Inauguro questo mese una sezione che non so quanto senso abbia, non so quanto vivrà e non so nemmeno ancora se gli vorrò veramente bene: la sezione dedicata agli sconosciuti musicali.
Siccome può non apparire politicamente corretta tanta sincerità, la definiremo sezione dedicata a coloro i quali, per sfortuna e contrattempi della vita, ancora non hanno raggiunto la celebrità minima per essere considerati “conosciuti”.
Questo mese i protagonisti sono i Parco Lambro, un quintetto bolognese formatosi nel 2014.
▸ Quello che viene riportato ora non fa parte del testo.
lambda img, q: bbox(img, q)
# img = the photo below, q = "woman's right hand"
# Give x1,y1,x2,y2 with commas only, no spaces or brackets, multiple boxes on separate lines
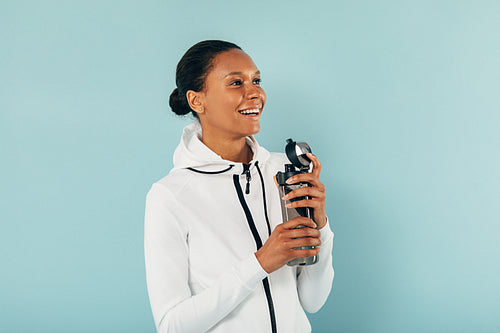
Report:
255,216,321,274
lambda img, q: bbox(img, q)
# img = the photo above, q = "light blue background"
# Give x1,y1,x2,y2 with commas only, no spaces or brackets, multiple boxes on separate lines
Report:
2,1,499,332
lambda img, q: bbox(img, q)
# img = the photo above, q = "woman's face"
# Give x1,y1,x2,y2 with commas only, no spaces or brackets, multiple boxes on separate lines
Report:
197,49,266,140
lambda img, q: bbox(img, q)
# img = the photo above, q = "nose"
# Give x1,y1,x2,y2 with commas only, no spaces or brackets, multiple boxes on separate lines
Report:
245,83,261,100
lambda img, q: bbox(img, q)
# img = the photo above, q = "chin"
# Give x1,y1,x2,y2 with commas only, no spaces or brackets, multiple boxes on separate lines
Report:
247,124,261,136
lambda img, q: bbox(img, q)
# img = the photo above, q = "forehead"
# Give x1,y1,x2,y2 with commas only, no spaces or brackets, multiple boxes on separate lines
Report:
209,49,259,78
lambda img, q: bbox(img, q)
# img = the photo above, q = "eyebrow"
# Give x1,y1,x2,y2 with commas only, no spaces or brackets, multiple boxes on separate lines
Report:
225,70,260,78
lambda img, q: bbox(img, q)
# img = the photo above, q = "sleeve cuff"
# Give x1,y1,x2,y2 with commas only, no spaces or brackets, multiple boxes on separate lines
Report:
319,216,334,244
234,253,269,290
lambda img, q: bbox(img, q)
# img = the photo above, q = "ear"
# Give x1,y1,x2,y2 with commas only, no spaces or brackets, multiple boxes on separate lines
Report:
186,90,205,115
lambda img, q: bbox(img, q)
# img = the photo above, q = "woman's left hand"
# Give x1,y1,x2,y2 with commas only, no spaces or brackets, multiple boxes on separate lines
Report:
281,153,327,229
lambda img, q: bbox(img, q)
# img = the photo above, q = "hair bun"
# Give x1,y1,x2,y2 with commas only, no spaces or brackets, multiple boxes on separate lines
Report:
169,88,191,116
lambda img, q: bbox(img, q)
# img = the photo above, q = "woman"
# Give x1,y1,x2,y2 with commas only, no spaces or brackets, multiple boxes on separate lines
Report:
145,40,334,333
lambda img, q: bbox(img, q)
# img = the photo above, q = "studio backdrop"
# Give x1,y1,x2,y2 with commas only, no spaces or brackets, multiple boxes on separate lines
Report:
2,0,499,332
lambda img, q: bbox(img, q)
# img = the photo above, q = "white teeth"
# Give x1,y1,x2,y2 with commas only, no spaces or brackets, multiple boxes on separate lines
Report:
239,108,260,115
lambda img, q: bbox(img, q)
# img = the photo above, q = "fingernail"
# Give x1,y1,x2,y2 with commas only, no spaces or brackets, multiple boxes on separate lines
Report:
286,203,292,208
286,178,294,184
282,195,289,200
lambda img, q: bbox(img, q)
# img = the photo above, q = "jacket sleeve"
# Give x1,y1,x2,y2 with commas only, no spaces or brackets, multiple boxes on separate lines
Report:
296,218,334,313
144,183,268,333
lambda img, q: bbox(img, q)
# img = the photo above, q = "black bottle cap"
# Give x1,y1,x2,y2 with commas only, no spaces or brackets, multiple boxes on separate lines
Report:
285,138,312,170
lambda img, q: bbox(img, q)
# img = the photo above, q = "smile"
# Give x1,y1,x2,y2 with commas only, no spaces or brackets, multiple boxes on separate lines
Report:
238,108,260,115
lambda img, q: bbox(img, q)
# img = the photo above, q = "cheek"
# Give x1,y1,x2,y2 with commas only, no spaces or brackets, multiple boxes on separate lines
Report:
205,94,240,122
222,93,245,114
207,89,240,109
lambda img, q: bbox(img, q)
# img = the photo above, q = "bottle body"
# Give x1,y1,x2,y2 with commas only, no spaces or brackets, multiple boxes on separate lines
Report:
276,165,318,266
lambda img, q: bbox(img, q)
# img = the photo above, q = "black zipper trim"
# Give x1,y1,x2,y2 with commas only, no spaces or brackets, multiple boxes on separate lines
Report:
262,278,276,333
233,174,262,248
242,163,251,194
233,174,277,333
255,161,272,237
187,165,234,174
254,162,276,332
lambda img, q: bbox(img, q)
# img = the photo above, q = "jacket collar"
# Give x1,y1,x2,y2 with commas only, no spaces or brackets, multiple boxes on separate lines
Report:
172,121,270,174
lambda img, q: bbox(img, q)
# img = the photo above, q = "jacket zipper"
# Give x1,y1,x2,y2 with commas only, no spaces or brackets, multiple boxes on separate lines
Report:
242,163,251,194
233,172,277,333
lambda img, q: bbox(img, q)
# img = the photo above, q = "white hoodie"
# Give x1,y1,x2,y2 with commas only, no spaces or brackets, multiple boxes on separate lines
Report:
144,122,334,333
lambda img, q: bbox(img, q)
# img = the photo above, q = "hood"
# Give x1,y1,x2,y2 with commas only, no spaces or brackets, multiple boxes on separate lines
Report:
172,121,271,173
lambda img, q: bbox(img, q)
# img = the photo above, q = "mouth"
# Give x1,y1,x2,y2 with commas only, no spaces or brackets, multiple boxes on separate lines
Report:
238,107,261,116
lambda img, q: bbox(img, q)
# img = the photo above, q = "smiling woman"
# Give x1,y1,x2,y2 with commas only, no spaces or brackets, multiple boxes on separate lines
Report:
145,40,334,333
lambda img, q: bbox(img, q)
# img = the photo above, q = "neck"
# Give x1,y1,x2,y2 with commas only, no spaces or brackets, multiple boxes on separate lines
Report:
201,133,253,164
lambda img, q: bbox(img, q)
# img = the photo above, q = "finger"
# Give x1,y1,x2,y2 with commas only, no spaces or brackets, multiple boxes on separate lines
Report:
286,198,324,210
307,153,321,178
286,226,321,239
285,173,325,190
282,216,316,229
282,186,326,202
286,237,321,249
291,247,321,259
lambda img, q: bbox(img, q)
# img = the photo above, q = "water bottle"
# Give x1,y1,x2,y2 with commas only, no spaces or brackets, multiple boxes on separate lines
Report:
276,139,317,266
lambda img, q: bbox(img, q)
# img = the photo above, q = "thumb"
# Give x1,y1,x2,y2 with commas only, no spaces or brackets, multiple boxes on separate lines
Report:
273,175,279,188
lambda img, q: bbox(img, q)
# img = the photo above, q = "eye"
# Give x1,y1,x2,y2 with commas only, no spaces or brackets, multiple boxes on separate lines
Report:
253,78,261,85
230,80,242,86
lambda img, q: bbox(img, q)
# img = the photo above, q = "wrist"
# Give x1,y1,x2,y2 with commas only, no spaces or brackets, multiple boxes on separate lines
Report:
254,250,272,274
316,216,327,229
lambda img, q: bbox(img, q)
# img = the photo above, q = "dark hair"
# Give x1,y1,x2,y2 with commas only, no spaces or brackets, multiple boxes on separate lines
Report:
169,40,242,118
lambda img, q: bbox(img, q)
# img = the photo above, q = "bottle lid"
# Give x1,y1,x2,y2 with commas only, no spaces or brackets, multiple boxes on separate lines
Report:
285,138,312,170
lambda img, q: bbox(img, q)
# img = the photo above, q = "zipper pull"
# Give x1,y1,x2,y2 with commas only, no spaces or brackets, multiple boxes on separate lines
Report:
243,163,251,194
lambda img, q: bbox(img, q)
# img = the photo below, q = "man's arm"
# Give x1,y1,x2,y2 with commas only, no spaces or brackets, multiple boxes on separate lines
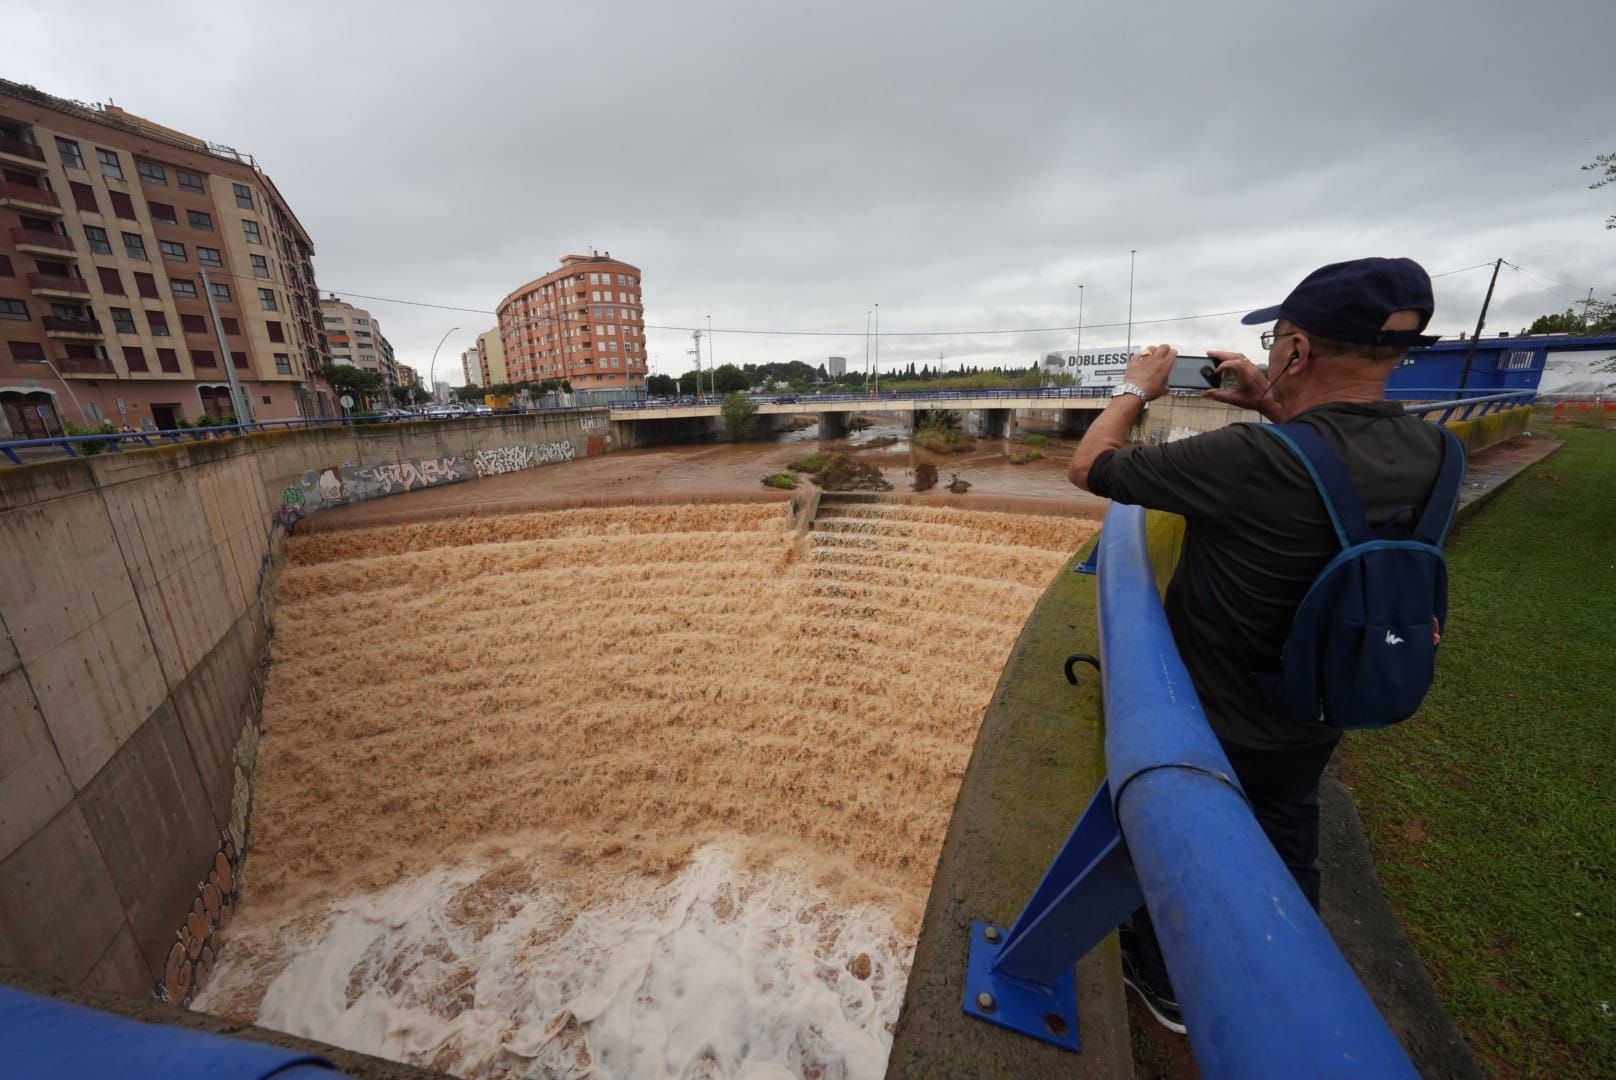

Il disco omonimo, pubblicato da Music Force e Toks Records nel 2017, contiene cinque brani su sette tracce di notevole potenza e sorprendente complessità. I brani, come scritto da biografia, “nascono da improvvisazioni musicali attraverso suoni elettronici, armonie jazz e ritmi punk”. Il risultato è un azzardo azzeccato, adatto a chi apprezza le sperimentazioni sonore fatte con capacità e tecnica.
La formazione vede cinque musicisti alle prese con sassofono (Clarissa Durizzotto), trombone, farfisa, moog, nord lead (Mirko Cisilino), chitarra, basso, microbrute (Giuseppe Calcagno), chitarra, basso, voce (Andrea Faidutti) e batteria (Alessandro Mansutti).
“Parco Lambro” è il primo disco dei Parco Lambro, un esordio che lancia ottimi segnali per quanto riguarda il sottobosco della musica nostrana. Vivaci, disturbati quanto basta, spontanei e decisamente intensi hanno prodotto un album che merita il tempo dedicato all’ascolto.
Alcune tracce sono sulla piattaforma di Soundcloud, un passaggio che consiglio vivamente a curiosi insoddisfatti delle canonicità da pop radiofonico.
Gli Area non sono stati dimenticati, la musica italiana è viva e lotta con noi.